Thursday, July 28, 2011

The School Without Walls by John Bremmer and Michael von Moschzisker

                This book is about a school unlike any I’ve ever heard of. It was written in 1971 about Philadelphia’s Parkway Program. Rather than confine themselves to one location, the students and staff at this school made the entire city of Philadelphia their campus, and curriculum. They gained first-hand experience studying the city. The founders saw education and politics as inseparable from one another. The book begins with the following statement, “America has never had an educational system worthy of itself after pioneering a continent, developing new forms of social and political organization, absorbing countless immigrants and bringing technology into a close relationship with human life, it is nevertheless true that Americans have adopted principles and practices of education belonging to another age and imported from another society. The Parkway Program tries to provide a mode of education in keeping with the major traditions of American life.” (xi). While I do not think a program such as this would work everywhere, I learned a lot from this book. I consider it a worthwhile read as part of my independent study on democratic schools.
                From the authors’ viewpoint, school is a process not a place. They see the current system as obsolete and inefficient. Bremer and Moschzisker criticize the belief that students learn inside the school and not outside in the real world. The Parkway Program was a bridge between students and the community they lived in. The authors state, “Everyone has a stake in education, everyone has a right and a duty to be involved, to participate.” (279) More than once I have bemoaned the community’s lack of involvement in education. I especially feel that those who have retired from working should be involved. However, as a teacher it is my job to reach out to others and ask for help. That is precisely what the Parkway Program did. It involved members from various organizations throughout Philadelphia in educating its youth.

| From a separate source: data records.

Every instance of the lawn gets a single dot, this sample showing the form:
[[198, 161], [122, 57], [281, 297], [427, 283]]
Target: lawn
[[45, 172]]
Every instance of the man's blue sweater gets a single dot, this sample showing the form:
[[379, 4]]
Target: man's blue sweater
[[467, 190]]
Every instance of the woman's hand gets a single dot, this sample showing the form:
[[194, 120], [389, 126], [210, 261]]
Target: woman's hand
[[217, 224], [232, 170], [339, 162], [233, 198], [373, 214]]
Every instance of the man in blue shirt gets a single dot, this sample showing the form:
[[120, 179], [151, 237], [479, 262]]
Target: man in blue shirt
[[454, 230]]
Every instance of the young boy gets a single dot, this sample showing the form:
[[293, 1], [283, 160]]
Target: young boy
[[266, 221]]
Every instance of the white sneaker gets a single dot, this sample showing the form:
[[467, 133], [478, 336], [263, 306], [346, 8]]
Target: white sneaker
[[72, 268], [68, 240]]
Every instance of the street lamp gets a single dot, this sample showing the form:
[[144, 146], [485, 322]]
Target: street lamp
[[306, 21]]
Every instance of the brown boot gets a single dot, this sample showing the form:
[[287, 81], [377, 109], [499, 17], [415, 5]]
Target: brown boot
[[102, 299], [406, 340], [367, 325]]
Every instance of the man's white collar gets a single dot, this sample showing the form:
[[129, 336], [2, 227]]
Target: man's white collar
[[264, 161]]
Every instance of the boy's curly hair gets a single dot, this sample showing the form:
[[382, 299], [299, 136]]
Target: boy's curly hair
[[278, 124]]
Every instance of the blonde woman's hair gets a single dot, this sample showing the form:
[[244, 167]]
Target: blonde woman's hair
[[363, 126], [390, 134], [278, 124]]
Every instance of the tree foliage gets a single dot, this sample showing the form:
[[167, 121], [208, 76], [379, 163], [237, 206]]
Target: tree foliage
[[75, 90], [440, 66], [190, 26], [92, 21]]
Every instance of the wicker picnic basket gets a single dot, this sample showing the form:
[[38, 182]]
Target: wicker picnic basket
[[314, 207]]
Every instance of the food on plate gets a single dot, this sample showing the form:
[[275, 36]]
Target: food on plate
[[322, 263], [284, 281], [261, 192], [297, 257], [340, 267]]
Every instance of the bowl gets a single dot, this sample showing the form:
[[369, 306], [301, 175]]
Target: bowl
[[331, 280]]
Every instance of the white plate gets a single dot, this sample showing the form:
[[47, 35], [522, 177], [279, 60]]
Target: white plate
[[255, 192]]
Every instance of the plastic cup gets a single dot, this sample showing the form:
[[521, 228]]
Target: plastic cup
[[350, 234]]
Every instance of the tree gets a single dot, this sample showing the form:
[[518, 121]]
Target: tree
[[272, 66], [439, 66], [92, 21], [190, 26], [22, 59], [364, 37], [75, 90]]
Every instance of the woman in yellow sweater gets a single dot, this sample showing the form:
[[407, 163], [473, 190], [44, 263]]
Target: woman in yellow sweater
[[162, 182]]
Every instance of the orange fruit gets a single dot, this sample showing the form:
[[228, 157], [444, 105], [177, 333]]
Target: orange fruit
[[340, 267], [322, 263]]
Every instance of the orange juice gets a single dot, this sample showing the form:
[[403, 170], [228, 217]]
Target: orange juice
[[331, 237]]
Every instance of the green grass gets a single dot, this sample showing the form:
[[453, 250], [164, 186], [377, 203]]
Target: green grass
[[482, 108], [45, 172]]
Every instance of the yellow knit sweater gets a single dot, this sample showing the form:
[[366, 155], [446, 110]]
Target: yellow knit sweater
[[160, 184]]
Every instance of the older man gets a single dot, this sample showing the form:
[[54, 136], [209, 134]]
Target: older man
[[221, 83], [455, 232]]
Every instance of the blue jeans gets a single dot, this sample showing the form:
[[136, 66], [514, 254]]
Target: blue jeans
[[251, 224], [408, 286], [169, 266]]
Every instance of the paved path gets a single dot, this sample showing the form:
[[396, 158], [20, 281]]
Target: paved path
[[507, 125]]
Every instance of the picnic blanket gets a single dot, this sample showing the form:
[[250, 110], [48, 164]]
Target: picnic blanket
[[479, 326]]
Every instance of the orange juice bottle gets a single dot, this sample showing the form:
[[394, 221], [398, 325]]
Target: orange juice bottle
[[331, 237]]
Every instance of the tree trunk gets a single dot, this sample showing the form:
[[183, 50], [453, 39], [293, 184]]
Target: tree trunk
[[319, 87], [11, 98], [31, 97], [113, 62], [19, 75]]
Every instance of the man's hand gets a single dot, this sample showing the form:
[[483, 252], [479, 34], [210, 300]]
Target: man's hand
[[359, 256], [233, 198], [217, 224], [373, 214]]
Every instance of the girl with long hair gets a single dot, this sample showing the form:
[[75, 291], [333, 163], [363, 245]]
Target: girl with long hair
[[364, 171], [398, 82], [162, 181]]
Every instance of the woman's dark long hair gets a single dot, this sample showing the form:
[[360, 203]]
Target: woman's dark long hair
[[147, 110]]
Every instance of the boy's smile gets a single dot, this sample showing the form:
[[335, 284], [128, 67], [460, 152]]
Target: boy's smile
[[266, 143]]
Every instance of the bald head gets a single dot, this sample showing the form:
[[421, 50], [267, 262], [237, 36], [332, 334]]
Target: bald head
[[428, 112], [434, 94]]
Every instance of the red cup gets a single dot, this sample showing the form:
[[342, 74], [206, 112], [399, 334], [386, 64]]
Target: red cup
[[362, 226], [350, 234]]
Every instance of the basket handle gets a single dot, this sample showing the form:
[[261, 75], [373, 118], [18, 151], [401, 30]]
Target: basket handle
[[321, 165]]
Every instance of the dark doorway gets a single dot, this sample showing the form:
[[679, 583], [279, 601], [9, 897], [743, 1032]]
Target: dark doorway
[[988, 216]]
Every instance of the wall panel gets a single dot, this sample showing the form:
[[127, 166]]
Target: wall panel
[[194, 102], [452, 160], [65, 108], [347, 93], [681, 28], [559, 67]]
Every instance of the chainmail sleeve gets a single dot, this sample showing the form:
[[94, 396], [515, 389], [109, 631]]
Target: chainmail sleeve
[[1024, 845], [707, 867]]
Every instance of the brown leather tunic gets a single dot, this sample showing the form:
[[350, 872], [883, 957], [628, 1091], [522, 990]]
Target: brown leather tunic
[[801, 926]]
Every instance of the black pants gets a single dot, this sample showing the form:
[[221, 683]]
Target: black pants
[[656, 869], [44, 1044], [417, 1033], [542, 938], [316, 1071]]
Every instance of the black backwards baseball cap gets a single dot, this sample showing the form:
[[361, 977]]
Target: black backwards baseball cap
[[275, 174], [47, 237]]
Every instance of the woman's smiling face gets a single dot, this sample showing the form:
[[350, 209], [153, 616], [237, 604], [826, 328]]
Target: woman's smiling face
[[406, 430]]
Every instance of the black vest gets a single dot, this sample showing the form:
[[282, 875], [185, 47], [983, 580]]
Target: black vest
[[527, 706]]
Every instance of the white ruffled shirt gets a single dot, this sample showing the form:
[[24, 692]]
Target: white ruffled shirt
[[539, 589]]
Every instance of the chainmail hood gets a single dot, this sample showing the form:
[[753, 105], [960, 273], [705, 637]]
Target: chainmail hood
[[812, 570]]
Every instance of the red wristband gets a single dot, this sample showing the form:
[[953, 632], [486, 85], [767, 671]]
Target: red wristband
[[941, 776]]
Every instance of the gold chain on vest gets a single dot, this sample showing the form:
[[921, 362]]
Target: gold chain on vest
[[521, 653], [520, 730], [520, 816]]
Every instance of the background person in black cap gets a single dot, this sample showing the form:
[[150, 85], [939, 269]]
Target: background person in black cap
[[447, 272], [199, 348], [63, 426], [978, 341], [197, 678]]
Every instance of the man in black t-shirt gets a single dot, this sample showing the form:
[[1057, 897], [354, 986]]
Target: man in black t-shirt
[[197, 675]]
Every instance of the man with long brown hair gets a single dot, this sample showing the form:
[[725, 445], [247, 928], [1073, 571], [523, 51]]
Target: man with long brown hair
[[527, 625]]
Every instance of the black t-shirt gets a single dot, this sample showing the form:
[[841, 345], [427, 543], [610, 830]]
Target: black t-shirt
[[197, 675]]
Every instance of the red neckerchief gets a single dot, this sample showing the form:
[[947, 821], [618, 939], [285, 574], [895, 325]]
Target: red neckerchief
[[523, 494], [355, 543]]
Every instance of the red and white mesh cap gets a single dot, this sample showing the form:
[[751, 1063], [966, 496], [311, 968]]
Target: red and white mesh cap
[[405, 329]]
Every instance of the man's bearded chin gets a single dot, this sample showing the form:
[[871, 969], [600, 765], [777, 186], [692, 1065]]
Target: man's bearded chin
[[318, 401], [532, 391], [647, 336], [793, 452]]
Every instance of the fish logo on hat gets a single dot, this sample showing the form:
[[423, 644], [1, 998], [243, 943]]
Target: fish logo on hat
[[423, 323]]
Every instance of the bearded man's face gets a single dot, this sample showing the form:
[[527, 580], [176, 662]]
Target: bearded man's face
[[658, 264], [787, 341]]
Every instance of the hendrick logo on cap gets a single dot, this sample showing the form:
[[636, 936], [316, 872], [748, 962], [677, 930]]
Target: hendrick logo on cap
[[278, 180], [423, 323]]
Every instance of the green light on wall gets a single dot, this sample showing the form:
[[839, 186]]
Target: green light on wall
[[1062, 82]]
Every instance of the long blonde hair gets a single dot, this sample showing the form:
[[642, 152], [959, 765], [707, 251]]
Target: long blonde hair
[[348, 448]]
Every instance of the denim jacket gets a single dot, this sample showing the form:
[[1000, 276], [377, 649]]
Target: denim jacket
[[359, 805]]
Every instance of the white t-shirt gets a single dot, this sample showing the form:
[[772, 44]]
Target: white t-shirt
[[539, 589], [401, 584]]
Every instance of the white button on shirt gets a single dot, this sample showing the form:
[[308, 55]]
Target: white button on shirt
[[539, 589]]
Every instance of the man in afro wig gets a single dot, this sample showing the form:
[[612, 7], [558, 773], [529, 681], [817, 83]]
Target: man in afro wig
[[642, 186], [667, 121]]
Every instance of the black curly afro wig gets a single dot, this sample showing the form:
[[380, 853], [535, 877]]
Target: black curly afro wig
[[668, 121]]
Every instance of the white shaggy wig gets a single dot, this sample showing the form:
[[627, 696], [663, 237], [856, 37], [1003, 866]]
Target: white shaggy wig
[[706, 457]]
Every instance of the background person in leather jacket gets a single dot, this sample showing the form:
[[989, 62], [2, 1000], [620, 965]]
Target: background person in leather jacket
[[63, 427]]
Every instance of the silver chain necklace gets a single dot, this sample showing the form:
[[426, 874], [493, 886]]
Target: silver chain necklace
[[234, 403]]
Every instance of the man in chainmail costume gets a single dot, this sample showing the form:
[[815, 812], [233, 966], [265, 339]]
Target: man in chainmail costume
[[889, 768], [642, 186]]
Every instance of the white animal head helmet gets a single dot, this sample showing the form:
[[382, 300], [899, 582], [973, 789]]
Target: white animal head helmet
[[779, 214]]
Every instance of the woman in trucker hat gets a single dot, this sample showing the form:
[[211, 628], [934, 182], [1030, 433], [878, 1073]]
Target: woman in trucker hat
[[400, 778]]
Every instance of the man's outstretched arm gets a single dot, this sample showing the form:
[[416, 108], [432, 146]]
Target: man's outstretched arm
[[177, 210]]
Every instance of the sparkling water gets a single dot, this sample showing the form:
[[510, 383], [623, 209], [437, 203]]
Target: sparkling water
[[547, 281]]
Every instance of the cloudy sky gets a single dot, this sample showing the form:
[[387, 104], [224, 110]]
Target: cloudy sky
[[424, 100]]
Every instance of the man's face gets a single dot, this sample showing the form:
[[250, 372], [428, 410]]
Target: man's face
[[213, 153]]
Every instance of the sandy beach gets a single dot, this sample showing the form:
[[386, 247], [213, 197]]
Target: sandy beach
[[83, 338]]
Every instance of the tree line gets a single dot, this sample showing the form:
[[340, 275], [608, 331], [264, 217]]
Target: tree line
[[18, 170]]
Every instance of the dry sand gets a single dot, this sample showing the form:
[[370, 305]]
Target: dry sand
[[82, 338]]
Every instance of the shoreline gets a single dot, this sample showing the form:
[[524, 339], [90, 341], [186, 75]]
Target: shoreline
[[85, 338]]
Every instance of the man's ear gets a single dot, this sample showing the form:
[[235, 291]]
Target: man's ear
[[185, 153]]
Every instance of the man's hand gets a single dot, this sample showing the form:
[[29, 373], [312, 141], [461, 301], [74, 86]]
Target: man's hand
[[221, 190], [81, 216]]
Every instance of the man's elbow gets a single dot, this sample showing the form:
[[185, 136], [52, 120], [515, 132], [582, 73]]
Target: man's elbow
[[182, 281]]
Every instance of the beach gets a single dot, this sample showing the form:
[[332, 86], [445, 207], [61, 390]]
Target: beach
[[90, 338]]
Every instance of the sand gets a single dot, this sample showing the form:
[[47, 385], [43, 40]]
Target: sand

Besides involving the community, the school had other desirable features. It allowed high school age students to take responsibility for their own education. They were permitted to make choices from a wide variety of course offerings based on their individual interests and face the consequences of those choices. The Appendix contains a statement made by the program’s director. In this he says, “We are not the private preserve of any racial, social, economic, or professional group, and, if we were, it would be impossible for us to be an educational program at all simply because the students would then be instruments of somebody else’s purposes, that is, of the purposes of that special group. But in education, the student is always the end, never a means.” (283.) This rings true with everything I’ve learned of free schools thus far. The Parkway Program didn’t indoctrinate or oppress students; rather, it allowed them freedom of choice and responsibility for their own learning. While the program is not a Free School in the strictest sense, it embodies many of the movement’s core values.